Pensant qu’Edgar ne pouvait la voir, elle m’arracha le torchon des mains et me pinça rageusement le bras, en prolongeant la torsion. Je vous ai dit que je ne l’aimais pas et que je trouvais un certain plaisir à mortifier sa vanité de temps à autre. De plus elle m’avait fait extrêmement mal. Je me relevai (j’étais à genoux) et m’écriai :

— Oh ! Miss ! Voilà un vilain tour ! Vous n’avez pas le droit de me pincer et je ne le supporterai pas.

— Je ne vous ai pas touchée, menteuse ! cria-t-elle, les doigts frémissants du désir de recommencer et les oreilles rouges de rage.

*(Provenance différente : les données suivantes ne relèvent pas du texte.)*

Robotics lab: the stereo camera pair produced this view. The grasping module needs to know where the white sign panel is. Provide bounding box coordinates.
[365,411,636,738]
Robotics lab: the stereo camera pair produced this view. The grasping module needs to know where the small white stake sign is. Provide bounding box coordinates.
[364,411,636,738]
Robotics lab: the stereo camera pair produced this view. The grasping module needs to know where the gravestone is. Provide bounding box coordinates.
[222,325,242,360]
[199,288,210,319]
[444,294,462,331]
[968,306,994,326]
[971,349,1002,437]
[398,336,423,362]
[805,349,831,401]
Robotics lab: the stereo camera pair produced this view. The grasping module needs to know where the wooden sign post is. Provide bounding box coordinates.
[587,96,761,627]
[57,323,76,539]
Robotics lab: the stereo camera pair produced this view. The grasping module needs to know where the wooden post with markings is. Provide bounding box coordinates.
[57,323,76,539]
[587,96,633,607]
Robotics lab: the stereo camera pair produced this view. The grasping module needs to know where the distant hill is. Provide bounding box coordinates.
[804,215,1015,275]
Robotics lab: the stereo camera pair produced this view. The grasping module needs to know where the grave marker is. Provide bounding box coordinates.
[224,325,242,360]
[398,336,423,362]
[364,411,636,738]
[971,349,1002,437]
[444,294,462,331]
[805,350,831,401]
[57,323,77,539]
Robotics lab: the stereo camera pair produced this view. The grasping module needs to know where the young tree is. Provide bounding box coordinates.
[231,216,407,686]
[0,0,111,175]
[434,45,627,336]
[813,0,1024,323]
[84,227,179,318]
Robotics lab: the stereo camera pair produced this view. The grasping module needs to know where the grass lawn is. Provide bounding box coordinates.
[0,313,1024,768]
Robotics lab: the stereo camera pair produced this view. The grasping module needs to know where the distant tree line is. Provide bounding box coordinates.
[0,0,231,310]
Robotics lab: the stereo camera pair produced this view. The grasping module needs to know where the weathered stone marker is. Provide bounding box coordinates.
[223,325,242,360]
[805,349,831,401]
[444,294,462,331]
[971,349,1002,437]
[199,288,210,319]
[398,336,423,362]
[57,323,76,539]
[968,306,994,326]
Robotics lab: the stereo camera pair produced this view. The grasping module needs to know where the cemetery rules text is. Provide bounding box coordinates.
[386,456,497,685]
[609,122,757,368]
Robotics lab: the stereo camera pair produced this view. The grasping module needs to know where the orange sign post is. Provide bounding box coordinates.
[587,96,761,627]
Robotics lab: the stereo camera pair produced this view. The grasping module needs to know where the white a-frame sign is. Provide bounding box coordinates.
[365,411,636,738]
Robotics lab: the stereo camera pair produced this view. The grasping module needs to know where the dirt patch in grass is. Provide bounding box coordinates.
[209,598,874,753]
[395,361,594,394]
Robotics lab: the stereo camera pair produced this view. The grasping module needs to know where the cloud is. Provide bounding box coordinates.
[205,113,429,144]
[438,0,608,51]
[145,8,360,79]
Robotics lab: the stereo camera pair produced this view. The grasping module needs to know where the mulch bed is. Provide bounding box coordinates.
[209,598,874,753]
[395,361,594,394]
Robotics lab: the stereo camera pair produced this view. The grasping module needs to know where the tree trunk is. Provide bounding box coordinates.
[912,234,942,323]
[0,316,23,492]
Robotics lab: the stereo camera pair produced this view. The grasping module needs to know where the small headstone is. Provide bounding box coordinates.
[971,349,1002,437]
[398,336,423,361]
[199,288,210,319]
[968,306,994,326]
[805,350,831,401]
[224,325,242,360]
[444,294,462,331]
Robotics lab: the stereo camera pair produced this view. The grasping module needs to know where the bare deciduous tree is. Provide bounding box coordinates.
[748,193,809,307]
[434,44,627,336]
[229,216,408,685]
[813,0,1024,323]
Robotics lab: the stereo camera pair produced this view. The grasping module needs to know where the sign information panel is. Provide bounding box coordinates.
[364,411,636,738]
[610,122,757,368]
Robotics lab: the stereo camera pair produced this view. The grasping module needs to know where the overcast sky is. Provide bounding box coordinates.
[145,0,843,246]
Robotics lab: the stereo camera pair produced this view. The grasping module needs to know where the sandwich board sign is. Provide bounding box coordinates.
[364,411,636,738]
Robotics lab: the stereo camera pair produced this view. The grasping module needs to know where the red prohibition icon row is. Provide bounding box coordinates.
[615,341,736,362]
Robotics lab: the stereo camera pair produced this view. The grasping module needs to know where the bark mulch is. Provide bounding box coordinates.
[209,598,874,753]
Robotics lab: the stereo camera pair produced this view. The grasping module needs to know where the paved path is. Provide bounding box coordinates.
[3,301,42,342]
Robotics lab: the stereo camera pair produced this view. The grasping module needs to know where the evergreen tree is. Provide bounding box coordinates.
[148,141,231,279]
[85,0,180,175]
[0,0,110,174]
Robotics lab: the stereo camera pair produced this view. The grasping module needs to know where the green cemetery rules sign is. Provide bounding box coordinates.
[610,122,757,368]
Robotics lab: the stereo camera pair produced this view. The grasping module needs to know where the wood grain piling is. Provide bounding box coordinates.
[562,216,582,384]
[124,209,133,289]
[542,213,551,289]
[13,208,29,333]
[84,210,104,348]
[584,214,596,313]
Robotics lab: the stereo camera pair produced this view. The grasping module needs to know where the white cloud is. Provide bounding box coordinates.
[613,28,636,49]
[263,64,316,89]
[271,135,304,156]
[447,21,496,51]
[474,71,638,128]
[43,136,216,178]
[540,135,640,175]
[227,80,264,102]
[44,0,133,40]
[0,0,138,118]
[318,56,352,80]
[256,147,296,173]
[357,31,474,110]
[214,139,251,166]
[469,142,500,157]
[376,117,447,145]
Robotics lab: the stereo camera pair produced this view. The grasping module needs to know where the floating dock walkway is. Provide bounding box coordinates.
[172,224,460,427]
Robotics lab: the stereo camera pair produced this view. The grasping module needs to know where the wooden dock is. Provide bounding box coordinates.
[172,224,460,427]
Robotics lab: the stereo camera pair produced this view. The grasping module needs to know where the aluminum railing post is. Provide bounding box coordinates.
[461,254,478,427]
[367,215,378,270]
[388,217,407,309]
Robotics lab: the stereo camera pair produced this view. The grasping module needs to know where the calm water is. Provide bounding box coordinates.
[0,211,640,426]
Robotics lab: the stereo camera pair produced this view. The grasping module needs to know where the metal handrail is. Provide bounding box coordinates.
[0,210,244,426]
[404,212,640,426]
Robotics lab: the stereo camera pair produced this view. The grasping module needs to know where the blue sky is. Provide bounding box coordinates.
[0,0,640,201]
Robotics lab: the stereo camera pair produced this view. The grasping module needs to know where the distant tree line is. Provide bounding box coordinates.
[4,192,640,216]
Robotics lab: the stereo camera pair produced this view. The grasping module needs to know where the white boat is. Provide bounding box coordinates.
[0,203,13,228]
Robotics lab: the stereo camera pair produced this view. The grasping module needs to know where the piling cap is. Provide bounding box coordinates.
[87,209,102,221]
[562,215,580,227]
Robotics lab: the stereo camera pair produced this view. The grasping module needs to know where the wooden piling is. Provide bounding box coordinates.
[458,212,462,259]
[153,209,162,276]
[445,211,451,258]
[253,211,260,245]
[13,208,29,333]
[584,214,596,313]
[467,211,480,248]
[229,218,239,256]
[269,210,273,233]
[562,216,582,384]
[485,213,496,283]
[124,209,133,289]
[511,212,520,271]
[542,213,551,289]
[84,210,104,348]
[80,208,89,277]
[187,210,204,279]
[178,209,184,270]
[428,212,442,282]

Elle ne sut jamais cacher sa colère qui toujours enflammait son visage tout entier.

— Qu’est-ce alors que ceci ? ripostai-je en lui montrant pour la confondre une marque d’un beau rouge sur mon bras.

Elle frappa du pied, hésita un instant, puis, irrésistiblement poussée par ses mauvais instincts, me donna une claque cinglante qui me remplit les deux yeux de larmes.

Linton s’interposa : « Catherine, ma chère ! Catherine ! » dit-il, très choqué de la double faute de fausseté et de violence que son idole avait commise.